Kışa hazırlık

 

Gökyüzü maviyi çalan gri renge bürününce, nehir ve asfalt ayna görmüşe döndü.

Yağmur günlerdir dinmiyor…

Bulutlar sanki alçaldıkça alçaldı.

Kafamıza düşücek diye tedirginim.

Sabah gözünü açar açmaz, evin bütün ışıklarını yakıyorsun.

Ne kafandaki saç kuruyor ne de giydiklerin.

Tren istasyonunda toplasıp bekleyen kalabalık ve ben…

Hepimiz birer “sıçana” benziyoruz.

Yanımdaki arkadaşım diyor ki; “yağmurda yürümeyi sevmiyorsan yeteri kadar romantik değilsin”

Ben diyorum sıçana benzedik o diyor romantizm!

Benim şu anda romantizm’den tek anladığım, sıçanla bağlantılı iflah olmaz hayvan sevgisi…

Kışlar, yaşamı anlatmıyor ki …

Bahara kadar can çekişiyor gibiyiz.

Salgın hastalık korkusuyla dostlarımıza bile sarılamıyoruz.

Çünkü eskiden grip olurdun, 1 hafta sonra da normal sağlığına dönerdin.

Ama herşey gibi o da değişti.

Hayat şartlarından mıdır bilmem, belkide yeteri kadar dinlenemediğimizden, haftalarca sürüncemede kalıyor.

Onun için bir kere hasta olduk mu, ne yaparsak yapalım kurtulmak zor.

Daima hatırlamamız gereken şu ki; hasta olmadan kendimize iyi bakmalı…

Bağışıklık sistemi biraz zayıfladı mı, hastalıklar kapıdan içeri giriyor.

Kış aylarında, daha çok kapalı yerlerde vakit geçirdiğimizden, mikroplar için en iyi ortam hazırlanıyor.

O zaman şöyle yapmalı…

En soğuk havalarda bile her sabah evi havalandırmalı….
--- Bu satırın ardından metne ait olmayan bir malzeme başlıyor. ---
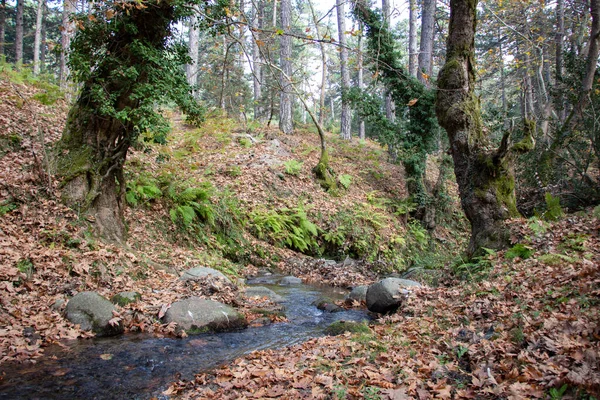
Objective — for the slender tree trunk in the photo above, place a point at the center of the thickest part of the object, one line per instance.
(2, 26)
(38, 37)
(44, 40)
(390, 107)
(346, 117)
(427, 36)
(286, 124)
(256, 62)
(412, 38)
(65, 41)
(194, 40)
(361, 123)
(560, 34)
(19, 33)
(485, 178)
(322, 88)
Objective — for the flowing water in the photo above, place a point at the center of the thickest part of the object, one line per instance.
(141, 367)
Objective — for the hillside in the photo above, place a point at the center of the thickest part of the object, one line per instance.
(48, 253)
(521, 323)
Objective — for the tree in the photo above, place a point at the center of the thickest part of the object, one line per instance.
(286, 124)
(427, 36)
(2, 26)
(126, 62)
(192, 67)
(412, 38)
(257, 18)
(38, 36)
(19, 33)
(390, 107)
(485, 178)
(65, 41)
(346, 118)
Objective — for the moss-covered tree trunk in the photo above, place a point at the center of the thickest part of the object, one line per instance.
(90, 156)
(485, 178)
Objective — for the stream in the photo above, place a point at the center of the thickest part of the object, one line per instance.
(138, 366)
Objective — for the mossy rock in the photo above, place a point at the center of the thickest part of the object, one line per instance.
(340, 327)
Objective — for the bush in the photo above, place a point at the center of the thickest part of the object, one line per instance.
(293, 167)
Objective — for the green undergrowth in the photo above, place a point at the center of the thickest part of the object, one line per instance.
(376, 228)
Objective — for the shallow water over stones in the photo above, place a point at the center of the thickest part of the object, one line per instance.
(140, 367)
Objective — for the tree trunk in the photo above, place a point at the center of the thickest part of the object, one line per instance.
(390, 107)
(192, 68)
(286, 124)
(361, 123)
(427, 35)
(19, 33)
(485, 178)
(346, 117)
(90, 155)
(38, 37)
(315, 19)
(560, 34)
(44, 40)
(2, 26)
(256, 62)
(412, 38)
(65, 41)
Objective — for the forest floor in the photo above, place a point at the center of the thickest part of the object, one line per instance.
(522, 323)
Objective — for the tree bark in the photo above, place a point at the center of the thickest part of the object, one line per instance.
(256, 62)
(90, 155)
(192, 68)
(285, 53)
(19, 33)
(560, 34)
(390, 107)
(361, 123)
(2, 26)
(38, 37)
(412, 38)
(65, 41)
(485, 178)
(427, 35)
(346, 117)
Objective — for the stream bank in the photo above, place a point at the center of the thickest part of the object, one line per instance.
(141, 367)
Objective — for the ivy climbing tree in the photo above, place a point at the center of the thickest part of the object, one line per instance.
(414, 133)
(126, 60)
(485, 177)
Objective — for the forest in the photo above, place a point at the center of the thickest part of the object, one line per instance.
(230, 199)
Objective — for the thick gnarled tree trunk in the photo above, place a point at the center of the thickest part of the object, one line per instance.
(90, 155)
(485, 178)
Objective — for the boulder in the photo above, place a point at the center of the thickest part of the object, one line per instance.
(125, 298)
(197, 315)
(289, 281)
(261, 291)
(387, 294)
(92, 312)
(200, 272)
(358, 293)
(327, 305)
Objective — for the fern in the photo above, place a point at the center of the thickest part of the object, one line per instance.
(345, 180)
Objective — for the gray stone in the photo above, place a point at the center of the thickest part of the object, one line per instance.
(200, 272)
(197, 315)
(58, 304)
(358, 293)
(261, 291)
(327, 305)
(125, 298)
(92, 312)
(387, 294)
(290, 280)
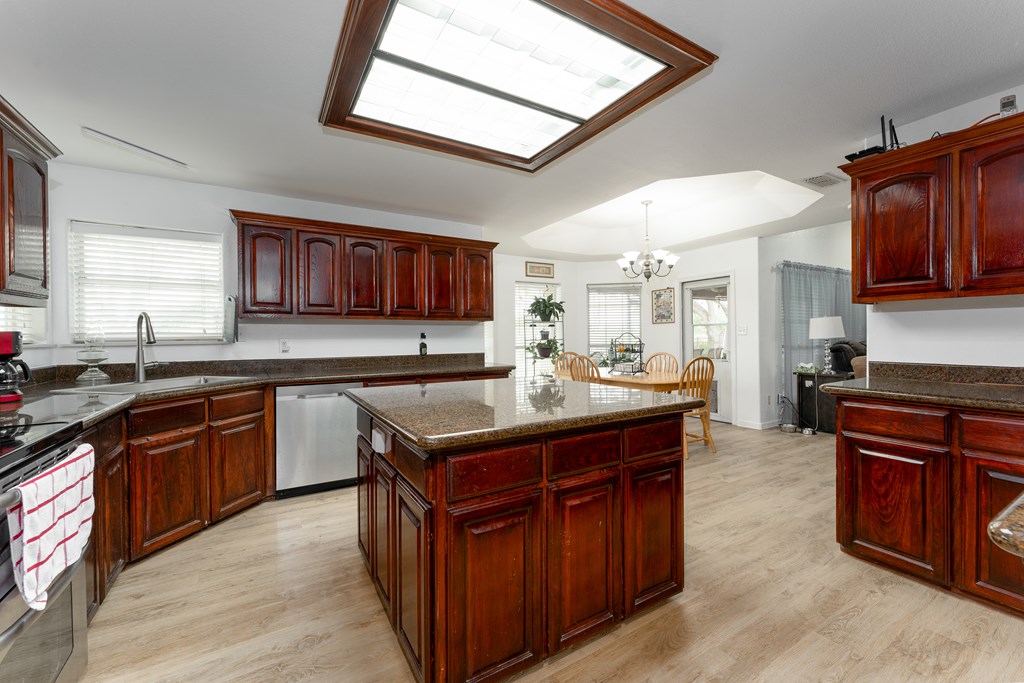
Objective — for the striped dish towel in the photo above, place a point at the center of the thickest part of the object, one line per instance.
(51, 524)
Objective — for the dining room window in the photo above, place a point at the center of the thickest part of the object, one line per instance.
(611, 310)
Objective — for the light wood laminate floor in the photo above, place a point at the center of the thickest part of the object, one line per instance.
(279, 593)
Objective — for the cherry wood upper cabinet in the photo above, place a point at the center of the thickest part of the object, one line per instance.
(941, 218)
(294, 267)
(903, 231)
(364, 290)
(406, 272)
(320, 272)
(477, 289)
(442, 281)
(992, 220)
(23, 205)
(265, 270)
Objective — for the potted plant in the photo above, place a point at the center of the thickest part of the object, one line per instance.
(545, 308)
(544, 349)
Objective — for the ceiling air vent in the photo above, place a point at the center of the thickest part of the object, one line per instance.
(823, 180)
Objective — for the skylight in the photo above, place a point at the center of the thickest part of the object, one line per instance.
(512, 82)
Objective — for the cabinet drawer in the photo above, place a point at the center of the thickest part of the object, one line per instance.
(233, 404)
(918, 422)
(992, 433)
(579, 454)
(165, 417)
(493, 470)
(656, 438)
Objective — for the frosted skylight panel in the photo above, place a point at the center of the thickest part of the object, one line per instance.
(521, 47)
(404, 97)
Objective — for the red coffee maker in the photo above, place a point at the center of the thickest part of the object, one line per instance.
(10, 380)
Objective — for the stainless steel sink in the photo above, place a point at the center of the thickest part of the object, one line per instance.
(167, 384)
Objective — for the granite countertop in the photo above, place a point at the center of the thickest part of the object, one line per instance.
(439, 417)
(980, 395)
(90, 410)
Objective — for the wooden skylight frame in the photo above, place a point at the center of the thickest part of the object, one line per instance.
(366, 19)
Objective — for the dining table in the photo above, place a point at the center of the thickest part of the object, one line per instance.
(657, 381)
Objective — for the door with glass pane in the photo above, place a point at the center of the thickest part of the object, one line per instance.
(707, 332)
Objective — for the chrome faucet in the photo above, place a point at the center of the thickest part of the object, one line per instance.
(151, 338)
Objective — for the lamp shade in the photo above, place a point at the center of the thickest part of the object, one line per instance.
(826, 328)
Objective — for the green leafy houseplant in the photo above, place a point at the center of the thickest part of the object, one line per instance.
(544, 349)
(545, 308)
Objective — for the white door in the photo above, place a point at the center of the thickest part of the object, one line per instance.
(707, 332)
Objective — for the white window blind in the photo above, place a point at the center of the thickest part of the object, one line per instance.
(30, 322)
(118, 271)
(611, 310)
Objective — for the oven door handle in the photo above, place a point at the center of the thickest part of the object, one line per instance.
(8, 637)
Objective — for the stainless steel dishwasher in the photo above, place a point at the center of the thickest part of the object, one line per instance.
(315, 438)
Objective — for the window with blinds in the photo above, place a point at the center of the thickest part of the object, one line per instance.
(117, 271)
(30, 322)
(611, 310)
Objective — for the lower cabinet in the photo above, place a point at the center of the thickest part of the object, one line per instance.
(192, 463)
(170, 487)
(918, 486)
(897, 504)
(585, 557)
(653, 529)
(109, 543)
(495, 589)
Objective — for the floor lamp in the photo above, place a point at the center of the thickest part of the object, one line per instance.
(826, 329)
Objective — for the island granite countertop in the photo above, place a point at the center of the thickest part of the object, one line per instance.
(439, 417)
(979, 395)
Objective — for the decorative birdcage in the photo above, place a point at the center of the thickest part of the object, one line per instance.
(626, 354)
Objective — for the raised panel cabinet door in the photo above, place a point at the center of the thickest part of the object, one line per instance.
(364, 494)
(320, 272)
(989, 483)
(495, 589)
(652, 537)
(406, 275)
(902, 232)
(364, 276)
(414, 594)
(24, 272)
(476, 296)
(442, 281)
(237, 470)
(383, 560)
(170, 496)
(896, 504)
(585, 559)
(992, 220)
(265, 272)
(115, 551)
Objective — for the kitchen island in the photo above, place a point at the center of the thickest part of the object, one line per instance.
(502, 522)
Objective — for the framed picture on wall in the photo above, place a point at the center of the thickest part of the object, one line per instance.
(535, 269)
(663, 305)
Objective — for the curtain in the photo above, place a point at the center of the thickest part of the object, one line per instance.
(813, 291)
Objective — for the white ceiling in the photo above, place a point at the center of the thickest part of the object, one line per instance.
(233, 88)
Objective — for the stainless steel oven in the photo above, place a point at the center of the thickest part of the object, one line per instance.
(48, 645)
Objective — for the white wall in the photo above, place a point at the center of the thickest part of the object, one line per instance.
(979, 331)
(91, 195)
(825, 245)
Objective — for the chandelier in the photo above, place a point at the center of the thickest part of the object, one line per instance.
(649, 262)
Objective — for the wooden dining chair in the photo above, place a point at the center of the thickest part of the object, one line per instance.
(584, 370)
(564, 360)
(695, 381)
(663, 361)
Meyve-sebze ağırlıklı beslenmeli…

C vitaminine ağırlık vermeli…

Ellerimizi daha sık yıkamalı…

Haftanın belirli günleri ya spor salonunda ya da dışarda yürüyüş egzersizleri yapmalı…

Bu sıkıcı kış aylarında, vücudumuz kadar önemli olan akıl sağlığımız için, bol bol yeni kitaplar keşfetmeli…

Her gün yeni bir şeyler öğrenmeli…

Güne bizi mutlu eden bir şarkıyla başlamalı…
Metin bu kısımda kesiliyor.